Using a Leica M10 or M11 with a Visoflex finder can resolve the raised issues here. Focus manually and then use the finder. Are you getting identical distances ?

That assumes the RF is calibrated correctly. Two other ways that don't need the rangefinder, focus to hard infinity on the moon and take a shot and then focus a little closer and shoot again. I will try this on my M240 with the Hexanon. Or put ground glass in the M3 with a piece of tape on it with an X and then use another camera focused at infinity to look through the Hexanon (at infinity) and see if the X is sharp. Could set this up easily enough as this is how I calibrate Kraken's.

Having said all that the Summicron-R is dead on at infinity at its stop.

Shawn
 
Your claim is quite outrageous: A manufacturer who has been in business for many decades, and has made RF lenses for a good chunk of that time, suddenly can't calibrate infinity. And worse, builds it into one model lens as a 'feature'.

I don't have a lens anymore to disassemble and I'm not sure what you mean by an infinity stop "on the helicoid". I work on RF lenses all the time and there are quite a few different ways the various manufacturers place limits on the focus travel. Very few of which could be considered part of the helicoid itself (if we are using the same terminology here--I consider the word helicoid to refer to the interior threaded part only, usually made of brass). Furthermore if your lenses are focusing past infinity I would look toward adding a shim before messing with the hard stop. But again I don't have the lens in front of me.

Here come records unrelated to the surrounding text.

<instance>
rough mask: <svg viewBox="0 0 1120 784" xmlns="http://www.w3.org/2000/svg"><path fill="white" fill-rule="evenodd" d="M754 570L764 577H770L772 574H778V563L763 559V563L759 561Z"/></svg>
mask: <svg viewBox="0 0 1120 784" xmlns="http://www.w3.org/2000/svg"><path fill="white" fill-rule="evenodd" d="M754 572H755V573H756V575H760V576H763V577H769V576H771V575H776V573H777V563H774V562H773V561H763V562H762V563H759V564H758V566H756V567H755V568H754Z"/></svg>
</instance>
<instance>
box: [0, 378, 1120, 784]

I did check my copy at the film gate of my Hexar RF when I bought it and was satisfied it agreed with the rangefinder @ infinity along with all my other lenses of various brands.

Another reason I don't believe your claim is that we really are pixel peeping here. Pitting a really exceptional lens against an average one. In practical use, the Hexanon is still a very good lens with beautiful character. I don't believe the samples here point to a manufacturing defect which would cause the Hexanon to have to employed in a manner different than every other lens of its kind in order to get adequate results. And it just doesn't look like a focus problem to my eyes. So I'm going with the simple explanation, rather than the extraordinary one you propose.

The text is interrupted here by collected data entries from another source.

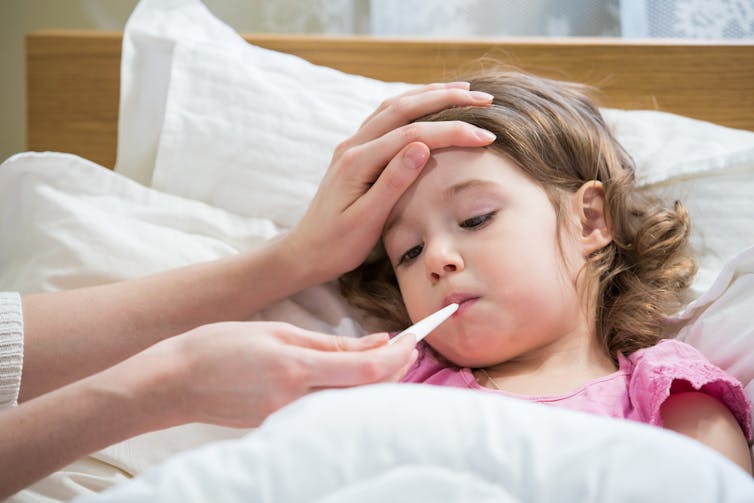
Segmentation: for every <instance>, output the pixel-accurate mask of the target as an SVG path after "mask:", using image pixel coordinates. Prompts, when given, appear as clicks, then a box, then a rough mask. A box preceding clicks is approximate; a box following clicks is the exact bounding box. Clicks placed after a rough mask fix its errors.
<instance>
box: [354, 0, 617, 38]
mask: <svg viewBox="0 0 754 503" xmlns="http://www.w3.org/2000/svg"><path fill="white" fill-rule="evenodd" d="M618 12H619V0H569V1H567V2H564V1H562V0H372V1H371V2H370V12H369V13H370V28H371V29H370V32H371V33H373V34H377V35H426V36H438V37H442V36H448V37H461V36H508V35H511V36H518V35H523V36H569V35H573V36H619V35H620V21H619V17H618Z"/></svg>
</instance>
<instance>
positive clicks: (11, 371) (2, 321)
mask: <svg viewBox="0 0 754 503" xmlns="http://www.w3.org/2000/svg"><path fill="white" fill-rule="evenodd" d="M23 359H24V318H23V313H22V312H21V297H20V296H19V295H18V294H17V293H15V292H0V408H3V407H9V406H13V405H16V402H17V400H18V391H19V389H20V388H21V369H22V366H23Z"/></svg>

Take one apart and check before making any accusations. As has been outlined by several others, the back focus on the Hexar RF was calibrated using differently, and the lenses were not built with an adjustable infinity stop. I am not and have not suggested that it was a feature. It is simply how they were built.

I have also been assuming that your lens was calibrated for Leica standard back focus. If you have an early lens that is not, all sorts of interesting things happen when you use the RF to focus. But when you get it working on a Leica rangefinder, there is no way to adjust where the lens travel stops, and they focus incorrectly when put hard against the infinity stop.
 
I'm not really sure what to think of all this -- seems like ground that's been trod before: Some of the early M-Hexanons were built to wider tolerances than Leica M lenses were. Whether Konica later tightened the tolerances, I don't know, and if so, I don't know as of what serial numbers that occurred. (Does anyone have this information?) But given all this, wouldn't the true test be to see whether the 50 Hex being tested focuses correctly on a Hexar RF?